How has Shotokan Karate changed you as a person?
It is difficult to say what I would have done different in my life without karate. But I think it gave me a structure in difficult times. Even though difficult times were often related to karate. Karate gives me the opportunity to deal with myself. It is a combat against myself that makes me stronger. However, only for a short time and then the struggle starts again. In short: it keeps me running!
Why gave Karate you a difficult time?
In one way, I had this issue when I got kicked out, followed by the struggle to start again. Today, I have my own dojo. Which is great. But, when I started to work part time to be at home early in order to teach the children classes, the financial struggle began. In addition, the place where my dojo is will be closed for two years soon. I do not have a solution yet.
For me Karate is something which just cannot be perfect. However, I must also admit that I maybe need this kind of challenges.
How has Shotokan Karate influenced your life?
Since I started karate, it has been influencing me a lot and by I have built my life around karate eventually. But I think: if I had done something else, it would have been the same. I do something it 100% or I do not do it at all. I put a lot of effort in it. However, I am never happy with the result.
Is it helping you on a daily basis with the challenges of life?
Karate is the straw to catch when things are difficult, on the one hand. On the other hand, it is pure joy when I achieve something. I guess my emotions are the engine of my karate.

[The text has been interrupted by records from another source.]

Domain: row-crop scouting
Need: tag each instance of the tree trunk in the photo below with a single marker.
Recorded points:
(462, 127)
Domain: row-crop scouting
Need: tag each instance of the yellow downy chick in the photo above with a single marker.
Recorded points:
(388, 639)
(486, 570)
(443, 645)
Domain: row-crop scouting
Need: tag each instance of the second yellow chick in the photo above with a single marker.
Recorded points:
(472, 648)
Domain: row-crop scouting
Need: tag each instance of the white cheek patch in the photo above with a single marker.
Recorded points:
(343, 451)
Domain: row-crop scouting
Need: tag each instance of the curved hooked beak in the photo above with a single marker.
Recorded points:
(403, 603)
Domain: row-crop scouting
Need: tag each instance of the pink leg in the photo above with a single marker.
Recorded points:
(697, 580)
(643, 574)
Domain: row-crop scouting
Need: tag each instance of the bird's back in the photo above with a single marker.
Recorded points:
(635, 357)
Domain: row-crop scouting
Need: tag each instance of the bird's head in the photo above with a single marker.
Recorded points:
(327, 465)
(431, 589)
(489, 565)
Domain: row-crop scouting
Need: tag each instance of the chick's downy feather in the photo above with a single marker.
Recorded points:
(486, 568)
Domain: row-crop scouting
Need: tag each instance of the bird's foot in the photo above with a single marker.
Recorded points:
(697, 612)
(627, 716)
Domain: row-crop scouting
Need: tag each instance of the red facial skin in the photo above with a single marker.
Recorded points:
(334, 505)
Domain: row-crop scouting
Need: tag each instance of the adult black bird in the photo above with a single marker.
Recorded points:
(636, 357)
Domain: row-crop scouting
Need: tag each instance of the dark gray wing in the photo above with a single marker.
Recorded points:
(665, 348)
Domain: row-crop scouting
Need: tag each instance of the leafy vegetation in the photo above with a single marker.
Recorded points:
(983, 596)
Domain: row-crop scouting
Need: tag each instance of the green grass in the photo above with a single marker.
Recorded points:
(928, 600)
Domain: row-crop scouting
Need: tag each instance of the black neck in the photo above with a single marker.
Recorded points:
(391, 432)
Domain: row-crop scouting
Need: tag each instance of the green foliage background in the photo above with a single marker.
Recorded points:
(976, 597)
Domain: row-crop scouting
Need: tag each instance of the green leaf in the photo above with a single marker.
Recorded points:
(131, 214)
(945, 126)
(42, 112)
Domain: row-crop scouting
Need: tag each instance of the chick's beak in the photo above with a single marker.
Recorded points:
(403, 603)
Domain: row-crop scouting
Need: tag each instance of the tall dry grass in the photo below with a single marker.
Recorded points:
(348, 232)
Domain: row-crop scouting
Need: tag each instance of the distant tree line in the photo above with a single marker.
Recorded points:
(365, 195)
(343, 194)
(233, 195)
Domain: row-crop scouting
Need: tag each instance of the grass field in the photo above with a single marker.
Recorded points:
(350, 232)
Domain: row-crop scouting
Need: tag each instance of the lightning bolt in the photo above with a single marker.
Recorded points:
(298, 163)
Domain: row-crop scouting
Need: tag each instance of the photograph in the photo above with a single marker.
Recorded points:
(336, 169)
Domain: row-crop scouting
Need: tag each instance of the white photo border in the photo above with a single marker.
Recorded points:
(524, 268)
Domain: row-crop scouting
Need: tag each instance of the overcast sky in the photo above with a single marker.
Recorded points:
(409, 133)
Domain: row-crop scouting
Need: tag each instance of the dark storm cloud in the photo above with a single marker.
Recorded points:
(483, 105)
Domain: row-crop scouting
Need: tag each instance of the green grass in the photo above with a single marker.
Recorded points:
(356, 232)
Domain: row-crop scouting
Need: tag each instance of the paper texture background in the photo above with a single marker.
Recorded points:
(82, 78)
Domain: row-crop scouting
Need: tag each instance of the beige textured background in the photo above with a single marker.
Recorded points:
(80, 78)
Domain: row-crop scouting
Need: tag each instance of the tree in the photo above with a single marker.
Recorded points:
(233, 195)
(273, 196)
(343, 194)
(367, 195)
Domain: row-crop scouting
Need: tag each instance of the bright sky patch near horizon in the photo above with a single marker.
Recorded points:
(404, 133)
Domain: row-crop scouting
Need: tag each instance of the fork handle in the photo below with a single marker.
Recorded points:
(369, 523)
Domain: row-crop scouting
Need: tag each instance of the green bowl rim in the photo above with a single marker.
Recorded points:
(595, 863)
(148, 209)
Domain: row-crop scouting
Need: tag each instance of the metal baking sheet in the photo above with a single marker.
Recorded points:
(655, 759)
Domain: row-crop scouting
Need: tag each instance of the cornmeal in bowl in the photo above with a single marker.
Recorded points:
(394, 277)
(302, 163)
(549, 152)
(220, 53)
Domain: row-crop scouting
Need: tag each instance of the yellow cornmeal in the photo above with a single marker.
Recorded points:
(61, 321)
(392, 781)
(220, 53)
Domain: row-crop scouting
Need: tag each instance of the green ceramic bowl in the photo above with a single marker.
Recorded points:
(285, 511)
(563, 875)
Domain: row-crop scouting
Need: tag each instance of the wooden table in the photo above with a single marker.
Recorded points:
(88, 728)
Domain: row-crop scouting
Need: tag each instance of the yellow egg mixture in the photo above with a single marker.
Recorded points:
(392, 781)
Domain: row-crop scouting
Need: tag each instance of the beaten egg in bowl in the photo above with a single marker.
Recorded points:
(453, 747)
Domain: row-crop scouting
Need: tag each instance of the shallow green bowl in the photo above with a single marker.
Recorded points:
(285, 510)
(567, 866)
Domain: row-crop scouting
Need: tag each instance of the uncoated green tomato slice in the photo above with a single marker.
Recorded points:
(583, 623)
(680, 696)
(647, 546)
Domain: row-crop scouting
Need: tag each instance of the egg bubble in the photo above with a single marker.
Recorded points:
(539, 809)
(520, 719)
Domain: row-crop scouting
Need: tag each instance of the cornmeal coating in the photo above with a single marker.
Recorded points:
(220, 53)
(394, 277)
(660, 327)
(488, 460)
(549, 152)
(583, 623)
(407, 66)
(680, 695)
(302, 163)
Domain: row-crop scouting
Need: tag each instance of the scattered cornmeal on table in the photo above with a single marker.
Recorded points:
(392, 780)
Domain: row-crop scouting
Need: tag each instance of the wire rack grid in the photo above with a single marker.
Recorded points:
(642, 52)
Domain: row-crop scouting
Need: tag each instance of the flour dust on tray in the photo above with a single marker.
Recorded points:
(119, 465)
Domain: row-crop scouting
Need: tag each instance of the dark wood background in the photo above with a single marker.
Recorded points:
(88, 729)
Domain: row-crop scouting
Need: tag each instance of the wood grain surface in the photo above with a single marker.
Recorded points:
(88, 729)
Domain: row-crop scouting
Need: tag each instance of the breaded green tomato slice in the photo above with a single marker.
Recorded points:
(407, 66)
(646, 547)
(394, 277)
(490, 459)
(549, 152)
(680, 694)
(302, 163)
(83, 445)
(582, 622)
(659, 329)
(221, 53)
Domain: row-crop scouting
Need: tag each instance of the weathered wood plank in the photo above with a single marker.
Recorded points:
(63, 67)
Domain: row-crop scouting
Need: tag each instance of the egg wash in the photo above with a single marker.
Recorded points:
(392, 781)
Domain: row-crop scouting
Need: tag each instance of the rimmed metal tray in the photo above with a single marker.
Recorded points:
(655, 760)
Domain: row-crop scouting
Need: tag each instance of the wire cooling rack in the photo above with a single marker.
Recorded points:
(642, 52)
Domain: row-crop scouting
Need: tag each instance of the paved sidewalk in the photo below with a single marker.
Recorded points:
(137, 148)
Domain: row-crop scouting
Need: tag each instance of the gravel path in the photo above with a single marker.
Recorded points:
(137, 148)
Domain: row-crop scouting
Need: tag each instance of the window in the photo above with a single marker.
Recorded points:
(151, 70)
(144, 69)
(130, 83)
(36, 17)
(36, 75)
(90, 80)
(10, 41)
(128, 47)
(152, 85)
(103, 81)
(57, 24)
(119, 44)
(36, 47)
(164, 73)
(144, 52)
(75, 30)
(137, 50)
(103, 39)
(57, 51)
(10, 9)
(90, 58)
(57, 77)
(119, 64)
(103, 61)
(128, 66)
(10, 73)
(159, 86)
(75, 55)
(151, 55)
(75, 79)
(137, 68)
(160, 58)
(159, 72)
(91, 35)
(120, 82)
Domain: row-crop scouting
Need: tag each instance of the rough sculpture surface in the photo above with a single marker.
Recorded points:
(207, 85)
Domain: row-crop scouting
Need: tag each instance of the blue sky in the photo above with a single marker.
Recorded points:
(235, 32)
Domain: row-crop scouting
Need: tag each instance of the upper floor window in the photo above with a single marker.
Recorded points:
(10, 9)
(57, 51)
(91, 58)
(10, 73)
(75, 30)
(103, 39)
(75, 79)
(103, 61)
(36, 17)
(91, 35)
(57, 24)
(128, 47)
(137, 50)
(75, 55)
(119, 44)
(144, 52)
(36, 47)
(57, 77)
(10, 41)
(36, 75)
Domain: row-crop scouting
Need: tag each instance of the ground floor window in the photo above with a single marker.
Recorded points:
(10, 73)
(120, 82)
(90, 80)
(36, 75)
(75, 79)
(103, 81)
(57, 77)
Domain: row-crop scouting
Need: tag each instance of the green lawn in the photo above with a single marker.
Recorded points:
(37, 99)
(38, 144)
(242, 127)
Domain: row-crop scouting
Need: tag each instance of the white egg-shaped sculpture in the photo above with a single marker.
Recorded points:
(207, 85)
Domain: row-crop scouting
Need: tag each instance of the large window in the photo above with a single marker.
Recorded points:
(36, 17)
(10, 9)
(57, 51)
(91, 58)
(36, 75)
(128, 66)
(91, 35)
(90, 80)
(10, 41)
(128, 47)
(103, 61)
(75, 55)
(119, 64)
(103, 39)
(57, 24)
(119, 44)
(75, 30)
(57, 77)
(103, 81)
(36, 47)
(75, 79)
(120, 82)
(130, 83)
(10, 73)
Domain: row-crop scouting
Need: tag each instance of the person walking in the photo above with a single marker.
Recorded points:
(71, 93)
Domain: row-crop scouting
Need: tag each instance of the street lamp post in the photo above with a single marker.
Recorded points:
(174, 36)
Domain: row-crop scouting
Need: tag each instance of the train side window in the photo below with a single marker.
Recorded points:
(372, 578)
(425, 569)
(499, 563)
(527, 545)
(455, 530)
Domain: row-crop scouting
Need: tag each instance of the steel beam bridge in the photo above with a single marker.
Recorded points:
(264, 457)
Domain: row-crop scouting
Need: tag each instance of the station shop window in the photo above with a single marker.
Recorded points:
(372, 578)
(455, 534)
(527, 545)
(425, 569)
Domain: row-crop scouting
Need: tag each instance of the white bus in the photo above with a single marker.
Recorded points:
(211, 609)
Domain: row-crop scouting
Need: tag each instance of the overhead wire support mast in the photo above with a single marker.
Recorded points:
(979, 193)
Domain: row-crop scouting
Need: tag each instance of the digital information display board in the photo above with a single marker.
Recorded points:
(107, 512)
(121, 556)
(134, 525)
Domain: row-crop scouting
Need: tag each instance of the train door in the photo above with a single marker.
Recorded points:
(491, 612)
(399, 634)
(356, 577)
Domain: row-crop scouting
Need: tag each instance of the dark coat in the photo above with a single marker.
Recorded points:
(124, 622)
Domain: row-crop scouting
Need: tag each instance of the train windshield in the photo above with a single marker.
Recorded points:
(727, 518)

How has your Shotokan Karate changed over time?
At the beginning, I wanted to be very strong. Then, I found out that a good technique is more important. Right now, I try to become more relaxed about everything. Due to the fact that I have not started as a child I never competed in tournaments a lot. My focus was always my technique and this reflects the way I teach in my dojo. I belief I became much better, since I teach. But due to the fact that I do not have have partners for kumite and there is no instructor around I cannot tell whether this is really the truth.
What are your personal Shotokan Karate short- and long-term goals?
I go to Japan to the JKA Autumn Course in October and I would like to take exam for the 4th Dan.
A long-term goal is to stabilize my dojo. I hope to have enough members to keep it up without having to a financially struggle. My dream is a small dojo with a good standard and people that not just consume and come only if they feel like. I would like people that appreciate the training and have ambition.
How should Shotokan Karate evolve in the future?
I hope that young people not just practice karate to win competitions and that elderly people recognize the benefit of karate as a whole-body workout. Karate should be practiced as an art and with together as a family: Young people, older people – but always with the mindset of killing with one blow.
I hope people stay interested in the history of karate and appreciate to learn from the legends that are part of this history.
Would you recommend Shotokan Karate to your female friends? Why?
I wished I had more female karateka in my dojo. Many women are afraid when it comes to punching and kicking. However, karate is a workout that not only strengthens the body but also builds confidence. The weapons of everyday life are not the fists. They are patience, respect, diligence, and willpower. The path of karate do is not just the physical aspect it is also the development of mental strength. Karate helps to focus on the essential values.